Installation
Here we will describe how to install the Tensorleap on-prem server
The Tensorleap setup is usually composed from two parts:
Server - where all of the workloads are computed
Client - used by users to upload models and code to the server
Where should you install the server and client
The Tensorleap server should be installed on a machine that:
is accessible to all Tensorleap users.
have access the datasets you would like to use with Tensorleap
Be able to expose port 4589 to any client station that would like to access Tensorleap. In cases where the server and client are the same station (i.e. a local installation) no port-forwarding is needed.

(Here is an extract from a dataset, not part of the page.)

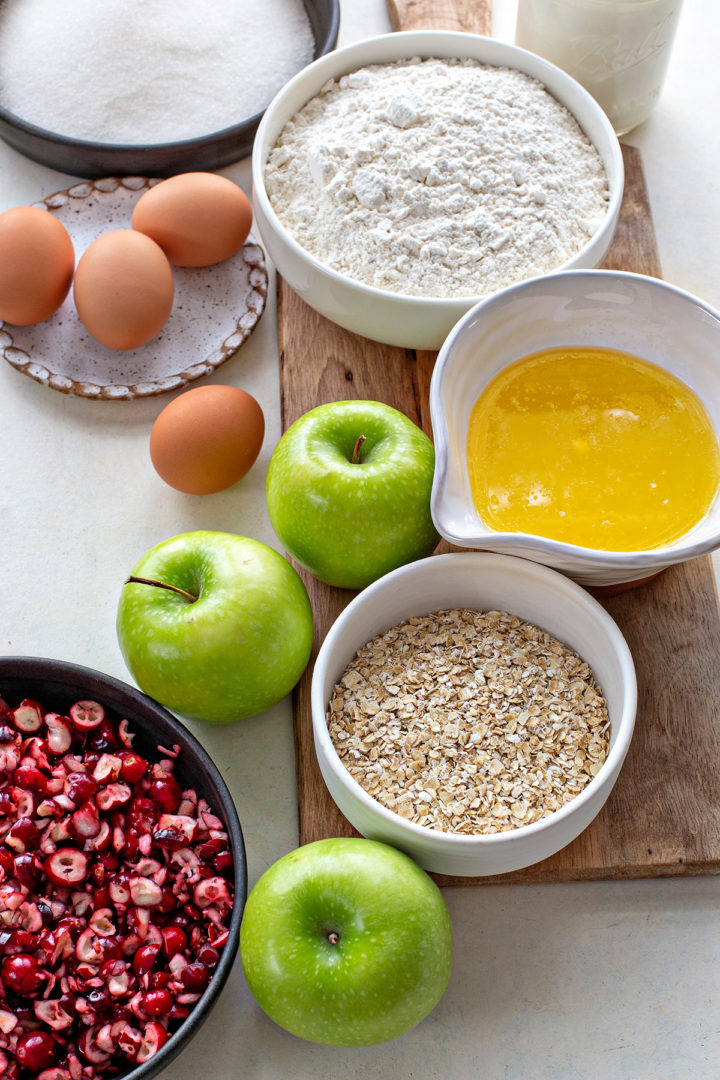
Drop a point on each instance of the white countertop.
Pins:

Ubuntu or mac station (Installing the Server on a windows machine is currently not supported)
Tensorleap clients should be installed on each Tensorleap local station used by the user to develop the models & write the code that trains and checks the models.
Station could be ubuntu/Mac/Windows
Installing the Tensorleap Server
Tensorleap Requirements
For installing Tensorleap we recommend a server with the following requirements:
CPU
4
16
RAM
16
32
Storage
200GB
1TB
GPU
-
1
Drivers and packages requirements
We expect NVIDIA drivers and nvidia-docker2 to be installed in the server priort to Tensorleap installation. It's usually recommended to keep your current setup if it's already working for model training and inferring. In case you're missing some basic GPU related dependencies - you can follow this guide for a complete setup of the requirements on an ubuntu based server.

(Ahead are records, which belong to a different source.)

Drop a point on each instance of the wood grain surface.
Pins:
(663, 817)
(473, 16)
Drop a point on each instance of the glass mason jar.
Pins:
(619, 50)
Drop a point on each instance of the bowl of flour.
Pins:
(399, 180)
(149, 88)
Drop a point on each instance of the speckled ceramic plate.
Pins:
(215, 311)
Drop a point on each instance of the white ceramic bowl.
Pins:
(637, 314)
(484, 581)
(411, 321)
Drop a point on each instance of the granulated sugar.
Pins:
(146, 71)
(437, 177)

Tensorleap CLI installation
in the order to install the Tensorleap you should do the following:
In order to install the Tensorleap CLI - you should run the following command in your shell:
curl -s https://raw.githubusercontent.com/tensorleap/leap-cli/master/install.sh | bash
To verify that this was correctly verify you get the CLI help menu when running leap -h
from your terminal.
Tensorleap Server
Once you have the CLI, the tensorleap server could be installed by running:
leap server install
The installation process would interactively prompt you to select the following:
Which GPUs should the system access
What would be the datasets volumes (i.e. the places that hold all of the datasets Tensorleap should have access to)

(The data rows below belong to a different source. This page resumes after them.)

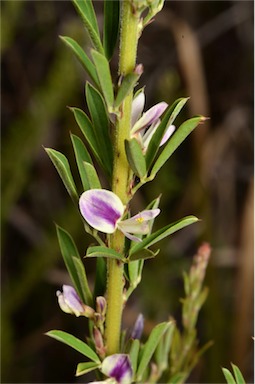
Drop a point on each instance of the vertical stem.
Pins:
(128, 48)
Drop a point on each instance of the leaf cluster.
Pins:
(96, 150)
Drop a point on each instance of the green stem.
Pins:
(120, 180)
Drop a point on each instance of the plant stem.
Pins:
(115, 279)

It would then pull required assets and install the Tensorleap server on the machine.
Once the Installation is done you should see the following message:
Tensorleap installed on local k3d cluster
Tensorleap client
For each user, we recommend installing the CLI (without installing the server) on the local machine on which he browses the web and writes code. This CLI would serve as a client that allow the user to upload models and codebases to the platform.
Accessing the Tensorleap Platform
To access the Tensorleap platform from your local station:
If you would like to access the platform from the server station (i.e. a local installation), you can just access the app via http://localhost:4589/
Otherwise, we recommend setting up a port-forward between your local station and the server, that would expose the 4589 port from the server. You should then be able to http://localhost:4589/ from your local computer.
You can also create a DNS setup allow you to set up an IP address for the server that would be accessible from your local station. You can then skip the port-forwarding and access it directly via http://SERVER-IP:4589/.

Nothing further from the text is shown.